However, for those managing diabetes, it can sometimes feel challenging to navigate holiday tables filled with rich, carb-heavy dishes.
Thankfully, beans are a versatile and nutrient-dense ingredient that can be incorporated into holiday meals without spiking blood sugar levels.
Rich in fiber, protein, and healthy fats, beans make an excellent choice for diabetic-friendly dishes.
This blog article explores 25+ holiday diabetic bean recipes that are not only tasty but also help maintain blood sugar balance, making them perfect for your festive gatherings.
From hearty stews to refreshing salads and indulgent casseroles, these recipes will allow you to celebrate the season with healthy and satisfying meals.
25+ Delightful Holiday Diabetic-Friendly Bean Recipes to Brighten Your Table
The holiday season doesn’t have to be about compromising flavor for health, especially when you have an abundance of diabetic-friendly recipes at your disposal.
By incorporating beans into your holiday meals, you can enjoy flavorful dishes that are full of essential nutrients while also managing your blood sugar levels.
With 25+ creative and festive recipes to choose from, you’ll find plenty of options to suit every taste and dietary need.
Whether you’re cooking for yourself or sharing meals with loved ones, these holiday diabetic bean recipes will ensure that your holiday meals are both delicious and diabetes-conscious.
Holiday Three-Bean Salad
This festive three-bean salad is packed with fiber, protein, and vibrant flavors, making it a diabetic-friendly option for holiday gatherings. With a tangy vinaigrette and a colorful mix of beans, it’s as nutritious as it is delicious.
Ingredients
- 1 cup cooked green beans, trimmed and halved
- 1 cup cooked kidney beans, rinsed and drained
- 1 cup cooked garbanzo beans, rinsed and drained
- 1/4 cup finely diced red onion
- 1/4 cup chopped fresh parsley
- 2 tbsp olive oil
- 1 tbsp apple cider vinegar
- 1 tbsp fresh lemon juice
- 1 tsp Dijon mustard
- 1/2 tsp garlic powder
- Salt and pepper to taste
Instructions
- In a large mixing bowl, combine green beans, kidney beans, garbanzo beans, red onion, and parsley.

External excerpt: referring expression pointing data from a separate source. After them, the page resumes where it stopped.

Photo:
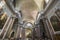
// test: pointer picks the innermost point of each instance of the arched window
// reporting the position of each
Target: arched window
(3, 18)
(58, 12)
(55, 23)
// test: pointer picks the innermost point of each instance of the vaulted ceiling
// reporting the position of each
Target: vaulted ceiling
(29, 8)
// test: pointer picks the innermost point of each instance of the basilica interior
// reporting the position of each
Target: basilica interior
(29, 19)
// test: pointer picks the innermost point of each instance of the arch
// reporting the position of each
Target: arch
(55, 23)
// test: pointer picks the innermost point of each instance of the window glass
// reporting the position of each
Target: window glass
(58, 13)
(3, 18)
(55, 23)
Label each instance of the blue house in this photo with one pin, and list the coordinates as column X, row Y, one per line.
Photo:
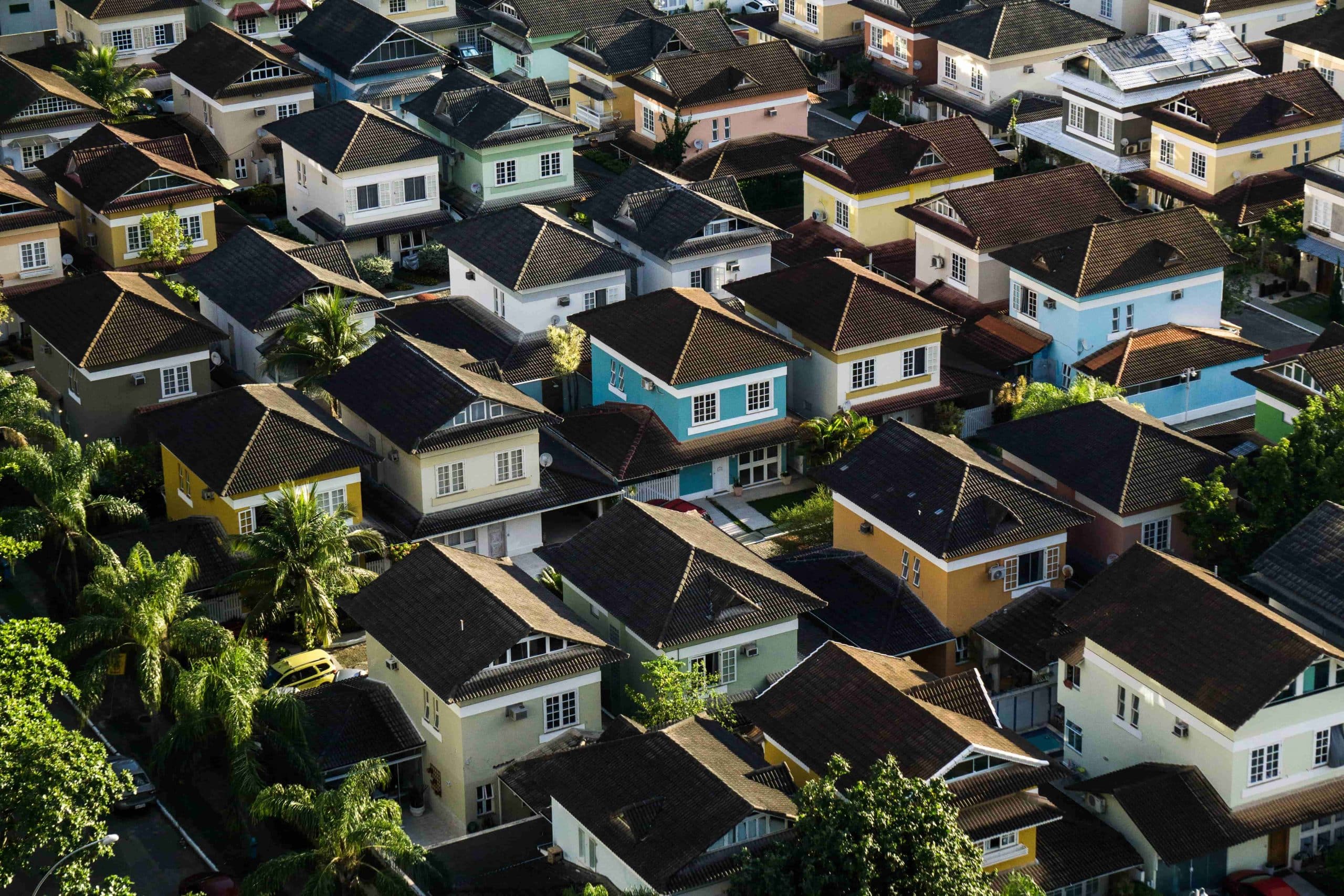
column 366, row 57
column 1138, row 303
column 689, row 398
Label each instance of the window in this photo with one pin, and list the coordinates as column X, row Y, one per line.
column 550, row 164
column 562, row 710
column 450, row 479
column 705, row 409
column 863, row 374
column 760, row 395
column 1158, row 535
column 508, row 465
column 176, row 381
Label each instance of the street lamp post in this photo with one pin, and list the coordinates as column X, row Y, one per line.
column 102, row 841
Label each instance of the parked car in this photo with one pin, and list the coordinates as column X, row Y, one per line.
column 301, row 671
column 142, row 789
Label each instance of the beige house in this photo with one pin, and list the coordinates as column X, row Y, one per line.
column 234, row 87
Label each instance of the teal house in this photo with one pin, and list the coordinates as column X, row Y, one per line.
column 660, row 582
column 689, row 398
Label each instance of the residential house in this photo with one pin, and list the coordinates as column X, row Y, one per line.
column 1300, row 574
column 1109, row 88
column 1238, row 739
column 723, row 94
column 668, row 810
column 526, row 359
column 487, row 661
column 1117, row 462
column 113, row 176
column 1101, row 282
column 366, row 57
column 958, row 230
column 854, row 183
column 671, row 585
column 506, row 144
column 534, row 268
column 1217, row 143
column 874, row 345
column 691, row 397
column 112, row 343
column 604, row 54
column 686, row 234
column 44, row 113
column 253, row 285
column 227, row 452
column 468, row 468
column 1285, row 386
column 965, row 536
column 355, row 174
column 990, row 57
column 936, row 729
column 234, row 88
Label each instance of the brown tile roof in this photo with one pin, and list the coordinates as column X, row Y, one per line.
column 674, row 578
column 1140, row 606
column 1164, row 351
column 886, row 157
column 1004, row 213
column 841, row 305
column 112, row 319
column 683, row 335
column 1256, row 107
column 1124, row 253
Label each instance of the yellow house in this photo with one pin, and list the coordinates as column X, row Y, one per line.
column 227, row 452
column 1218, row 145
column 112, row 176
column 855, row 183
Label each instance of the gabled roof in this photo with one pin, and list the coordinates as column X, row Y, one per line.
column 530, row 248
column 444, row 382
column 674, row 578
column 683, row 335
column 1256, row 107
column 939, row 492
column 1004, row 213
column 659, row 798
column 1023, row 26
column 448, row 614
column 887, row 157
column 351, row 136
column 841, row 305
column 342, row 34
column 476, row 112
column 1115, row 455
column 111, row 319
column 214, row 62
column 1140, row 609
column 1119, row 254
column 256, row 437
column 738, row 75
column 1159, row 352
column 257, row 277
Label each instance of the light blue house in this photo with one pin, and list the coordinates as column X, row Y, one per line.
column 1138, row 303
column 689, row 398
column 366, row 57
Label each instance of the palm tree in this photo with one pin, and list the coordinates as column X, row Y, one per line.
column 219, row 704
column 114, row 88
column 140, row 609
column 353, row 836
column 299, row 562
column 59, row 483
column 320, row 340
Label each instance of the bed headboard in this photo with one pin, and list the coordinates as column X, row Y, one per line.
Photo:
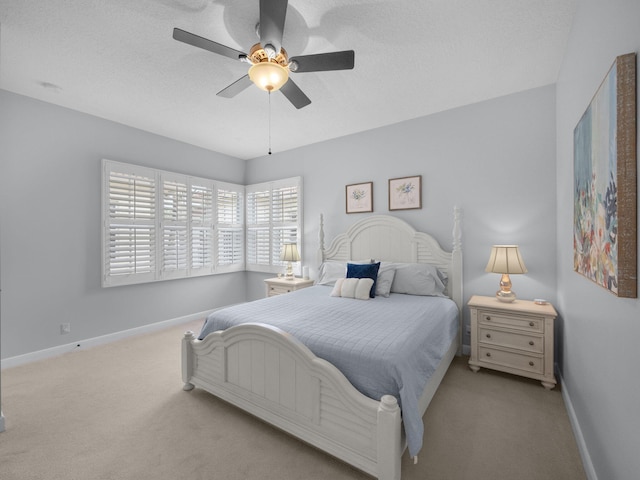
column 383, row 237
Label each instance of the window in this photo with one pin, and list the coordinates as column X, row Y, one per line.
column 274, row 217
column 230, row 238
column 161, row 225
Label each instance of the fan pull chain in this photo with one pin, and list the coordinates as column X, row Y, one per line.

- In a small bowl, whisk together olive oil, apple cider vinegar, lemon juice, Dijon mustard, garlic powder, salt, and pepper to create the vinaigrette.
- Pour the vinaigrette over the bean mixture and toss to coat evenly.
- Cover and refrigerate for at least 1 hour before serving to allow the flavors to meld.
- Serve chilled or at room temperature.
This salad is perfect for holiday feasts, offering a refreshing and healthy side dish. Its bright colors and bold flavors make it a standout on the table, while its low glycemic index ensures it’s safe for diabetic guests.
Smoky Holiday Black Bean Soup
This rich and smoky black bean soup is a cozy, diabetic-friendly holiday recipe. Packed with protein and flavored with festive spices, it’s both satisfying and healthy for cold winter nights.
Ingredients
- 2 cups cooked black beans
- 1 medium onion, finely chopped
- 2 garlic cloves, minced
- 1 medium red bell pepper, diced
- 1 tsp smoked paprika
- 1 tsp ground cumin
- 1/2 tsp dried oregano
- 2 cups low-sodium vegetable broth
- 1 tbsp olive oil
- 1 tbsp fresh lime juice
- 2 tbsp chopped fresh cilantro (optional, for garnish)
- Salt and pepper to taste
Instructions
- Heat olive oil in a large pot over medium heat. Add the onion and garlic, sautéing until softened.
- Stir in the red bell pepper, smoked paprika, cumin, and oregano. Cook for 2 minutes to release the spices’ aromas.
- Add black beans and vegetable broth. Bring to a simmer and cook for 15 minutes.
- Using an immersion blender, puree the soup slightly, leaving some beans whole for texture.
- Stir in lime juice, season with salt and pepper, and serve warm with cilantro garnish.
This smoky black bean soup combines holiday warmth with diabetic-friendly nutrition. Its hearty flavor and satisfying texture make it an excellent choice for festive meals or as a light main course.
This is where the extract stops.